Re: comments on draft-newman-i18n-comparator-05.txt from Martin Duerst on 2005-09-22 (public-ietf-collation@w3.org from September 2005)

From: Martin Duerst <duerst@it.aoyama.ac.jp>
Date: Thu, 22 Sep 2005 19:34:41 +0900
To: Arnt Gulbrandsen <arnt@gulbrandsen.priv.no>, public-ietf-collation@w3.org
Cc: Philip Guenther <guenther+collation@sendmail.com>
Message-Id: <6.0.0.20.2.20050922191320.09496ec0@localhost>

At 17:24 05/09/22, Arnt Gulbrandsen wrote:

 >So, to answer Philip.
 >
 >I read the draft and pondered your confusion, but I didn't really 
understand until Cyrus talked about date collation. Thank you for 
uncovering this.
 >
 >1. Collators should get octet strings from the protocol.

Sorry, but this assumption isn't generally true. In XQuery,
collations are always applied to (Unicode) character strings.
This is somewhat due to the fact that XQuery isn't a protocol.
But there is no need to restrict the use of collators to protocols.

 >2. Collators operate on a collator-specified type.
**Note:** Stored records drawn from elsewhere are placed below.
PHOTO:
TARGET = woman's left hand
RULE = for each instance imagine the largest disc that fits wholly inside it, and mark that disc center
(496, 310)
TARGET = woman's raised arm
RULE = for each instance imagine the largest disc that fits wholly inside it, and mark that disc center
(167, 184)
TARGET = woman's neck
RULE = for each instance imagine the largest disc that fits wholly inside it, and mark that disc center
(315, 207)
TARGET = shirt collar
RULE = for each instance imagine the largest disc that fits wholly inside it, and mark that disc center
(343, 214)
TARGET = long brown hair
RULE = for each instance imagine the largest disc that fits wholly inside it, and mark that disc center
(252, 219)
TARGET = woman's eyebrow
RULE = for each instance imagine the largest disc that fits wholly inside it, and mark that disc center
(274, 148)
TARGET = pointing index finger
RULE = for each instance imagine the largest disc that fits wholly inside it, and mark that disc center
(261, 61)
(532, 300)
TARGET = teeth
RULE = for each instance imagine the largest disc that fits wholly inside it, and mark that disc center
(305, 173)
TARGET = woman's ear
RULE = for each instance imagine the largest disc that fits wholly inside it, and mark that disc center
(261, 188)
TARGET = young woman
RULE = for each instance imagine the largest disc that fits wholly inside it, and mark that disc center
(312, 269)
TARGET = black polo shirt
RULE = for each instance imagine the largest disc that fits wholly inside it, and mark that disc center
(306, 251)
Those (most?) 
collators which operate on character strings

Up to now, my assumption was that all collations operate on character
strings, and that the 'octet' collation was either a bad name or
the exception that proved the rule (until recently, I didn't get
much of an answer on that from Chris).

 > have to convert the octet string to a character string. (For example, a 
collator which operates on unicode strings has to decode UTF-8 before it 
can sort.)

Well, the sorting routine may be using UTF-8 internally ("Unicode string"
doesn't imply a specific internal representation at all).

 >Some collators don't operate on character strings. Ascii-numeric is a 
case in point. Those have to parse the parse the octet string and work on 
the resulting value.

No, my understanding would be that they have to parse the
*character* string and work on the resulting value.
(note that any serious collator has to in one way or
another parse the string, e.g. to separate base letter,
diacritics, and case, or whatever).

 >Cyrus Daboo mentioned a collator which sorts dates. That collator has to 
specify a date format (perhaps by reference), parse that format, and 
sort/compare the dates in its internal format.

Still, the input would be a character string, wouldn't it?
(internal date formats that are not character strings
are usually constructed so that sorting is trivial, i.e.
no parsing needed).

 >The ascii-numeric collator needs rewriting so it speaks of numeric 
comparison, rather than digit strings. No logical change, just a change of 
wording to emphasise the numeric nature of the objects more than the ASCII 
representation. (I'll specify unbounded integers. Not 32-bit, not 64-bit.)

I'm not sure I agree. It looks like an interesting generalization,
but I don't think we need to go that far just to solve the i;octet
issue. Also, it no longer cover the issue of using a numeric
collator for cases such as XQuery, and even simple cases such
as a Unix sort command (immagine that it would come with an
option to specify a collator for a field).

 >3. Any implementation is of course free to optimise. This is about the 
specification of collators only.
 >
 >I'll rewrite the draft to improve ascii-numeric, describe the split, 
specify what happens when the octet string doesn't follow the collator's 
expected format or isn't within the collator's domain,

If you expand the model, there are a lot of other cases where formats
may not match or there is a domain problem.

Thinking about it a bit in the last few days, the i;octet collator's
problem isn't the lack of domains, it's that there are two domains
for it. As an example, consider a set of strings encoded in UTF-16-BE.
Should i;octet be applied to the raw binary form, or should it be
applied after converting to UTF-8. The later results in a simple
ordering by Unicode codepoint, the former doesn't.

We definitely need a predefined (and hopefully easy to understand)
name for the later. If there is any protocol/format/language that
needs the former, I think they should get it, but they should have
to explicitly mention that, and they should be aware of the fact
that they are committing a layer violation.

This is not just theory: Many implementations these days read
in data and convert it to (their preferred form of) Unicode
before doing anything else with it, and having to reconstruct
the original octet sequence may be impossible or extremely
annoying.

Regards,    Martin.

Received on Thursday, 22 September 2005 10:36:46 UTC